4. Masculinidad marginada. Como hemos dicho, el género se construye interseccionalmente con la clase y la etnia. De esta forma, la nacionalidad o la pertenencia étnica puede configurar las relaciones entre las masculinidades8. Por ejemplo, en la Monarquía Hispánica durante la Conquista de América, el caballero hidalgo se convirtió en el modelo ideal de masculinidad, siendo caracterizado por su valentía y la defensa de la fe católica9. En oposición, los indígenas fueron caracterizados como débiles, borrachos, practicantes de una falsa fe, e incluso como sodomitas. Es decir, las masculinidades nativas al ser el “otro” conjugaron roles simbólicos para la construcción española del género.

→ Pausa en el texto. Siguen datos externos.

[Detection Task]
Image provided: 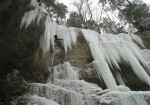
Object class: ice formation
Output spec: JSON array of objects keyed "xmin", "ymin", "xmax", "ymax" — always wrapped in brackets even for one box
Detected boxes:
[
  {"xmin": 12, "ymin": 95, "xmax": 60, "ymax": 105},
  {"xmin": 13, "ymin": 62, "xmax": 118, "ymax": 105},
  {"xmin": 81, "ymin": 29, "xmax": 150, "ymax": 89},
  {"xmin": 13, "ymin": 62, "xmax": 150, "ymax": 105},
  {"xmin": 57, "ymin": 27, "xmax": 79, "ymax": 53},
  {"xmin": 106, "ymin": 91, "xmax": 150, "ymax": 105},
  {"xmin": 20, "ymin": 0, "xmax": 150, "ymax": 90},
  {"xmin": 20, "ymin": 0, "xmax": 47, "ymax": 29},
  {"xmin": 18, "ymin": 0, "xmax": 150, "ymax": 105}
]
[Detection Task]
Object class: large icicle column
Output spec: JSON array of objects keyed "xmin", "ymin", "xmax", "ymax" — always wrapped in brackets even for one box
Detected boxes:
[
  {"xmin": 81, "ymin": 30, "xmax": 118, "ymax": 90},
  {"xmin": 81, "ymin": 29, "xmax": 150, "ymax": 90}
]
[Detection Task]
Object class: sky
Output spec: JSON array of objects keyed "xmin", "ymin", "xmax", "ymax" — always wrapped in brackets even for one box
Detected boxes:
[
  {"xmin": 58, "ymin": 0, "xmax": 150, "ymax": 11},
  {"xmin": 58, "ymin": 0, "xmax": 150, "ymax": 19},
  {"xmin": 143, "ymin": 0, "xmax": 150, "ymax": 4}
]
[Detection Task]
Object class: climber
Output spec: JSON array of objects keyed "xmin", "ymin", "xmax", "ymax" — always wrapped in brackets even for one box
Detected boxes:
[{"xmin": 54, "ymin": 35, "xmax": 63, "ymax": 43}]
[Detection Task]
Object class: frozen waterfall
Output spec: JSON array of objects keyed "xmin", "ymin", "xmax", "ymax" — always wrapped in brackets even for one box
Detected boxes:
[
  {"xmin": 17, "ymin": 0, "xmax": 150, "ymax": 104},
  {"xmin": 13, "ymin": 62, "xmax": 118, "ymax": 105},
  {"xmin": 20, "ymin": 0, "xmax": 150, "ymax": 88},
  {"xmin": 13, "ymin": 62, "xmax": 150, "ymax": 105}
]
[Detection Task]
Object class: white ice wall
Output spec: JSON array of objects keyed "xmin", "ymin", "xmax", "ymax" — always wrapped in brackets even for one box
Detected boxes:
[{"xmin": 20, "ymin": 0, "xmax": 150, "ymax": 89}]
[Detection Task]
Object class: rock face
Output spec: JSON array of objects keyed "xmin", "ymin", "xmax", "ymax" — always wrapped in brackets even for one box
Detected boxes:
[
  {"xmin": 65, "ymin": 34, "xmax": 93, "ymax": 67},
  {"xmin": 0, "ymin": 0, "xmax": 49, "ymax": 103},
  {"xmin": 141, "ymin": 36, "xmax": 150, "ymax": 49},
  {"xmin": 118, "ymin": 64, "xmax": 150, "ymax": 91},
  {"xmin": 0, "ymin": 0, "xmax": 49, "ymax": 83}
]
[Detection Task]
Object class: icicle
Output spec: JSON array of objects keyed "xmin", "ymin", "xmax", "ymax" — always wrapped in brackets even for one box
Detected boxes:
[
  {"xmin": 20, "ymin": 8, "xmax": 39, "ymax": 29},
  {"xmin": 92, "ymin": 60, "xmax": 118, "ymax": 90},
  {"xmin": 120, "ymin": 42, "xmax": 150, "ymax": 85},
  {"xmin": 20, "ymin": 0, "xmax": 47, "ymax": 29},
  {"xmin": 37, "ymin": 12, "xmax": 44, "ymax": 25},
  {"xmin": 81, "ymin": 29, "xmax": 150, "ymax": 88},
  {"xmin": 126, "ymin": 42, "xmax": 147, "ymax": 67},
  {"xmin": 39, "ymin": 16, "xmax": 58, "ymax": 53},
  {"xmin": 81, "ymin": 29, "xmax": 118, "ymax": 90},
  {"xmin": 57, "ymin": 28, "xmax": 79, "ymax": 53},
  {"xmin": 20, "ymin": 12, "xmax": 28, "ymax": 29},
  {"xmin": 25, "ymin": 9, "xmax": 39, "ymax": 28},
  {"xmin": 118, "ymin": 33, "xmax": 144, "ymax": 47},
  {"xmin": 99, "ymin": 42, "xmax": 121, "ymax": 69},
  {"xmin": 39, "ymin": 16, "xmax": 51, "ymax": 53},
  {"xmin": 114, "ymin": 71, "xmax": 126, "ymax": 86}
]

Lejos de proponer estas categorías como modelos rígidos, o como estructuras que pueden ser llenadas con particularidades de cada sociedad, creo que nos brindan algunas herramientas para complejizar nuestros estudios: las prácticas genéricas no son algo que se limiten únicamente al espacio doméstico o a las relaciones sexo-afectivas sino que atraviesan cada espacio social. Que los espacios de poder históricamente hayan sido -y sean- ocupados mayormente por varones, no es casualidad. Por esto, ya sea que nos dediquemos al estudio de una pequeña aldea en Piamonte en el siglo XIII, o al desarrollo del capitalismo desde una perspectiva global, tener en cuenta las dinámicas genéricas nos ayudará a ampliar nuestro horizonte.
Por último, podríamos pensar en el nacimiento de nuevas masculinidades a partir del creciente movimiento feminista y LGTBI+ del siglo XXI. Incluso, podemos imaginar masculinidades alternativas, que a partir de cuestionar sus privilegios proponen nuevas formas de vivenciar el ser varón. Pero este tema merecerá un nuevo trabajo.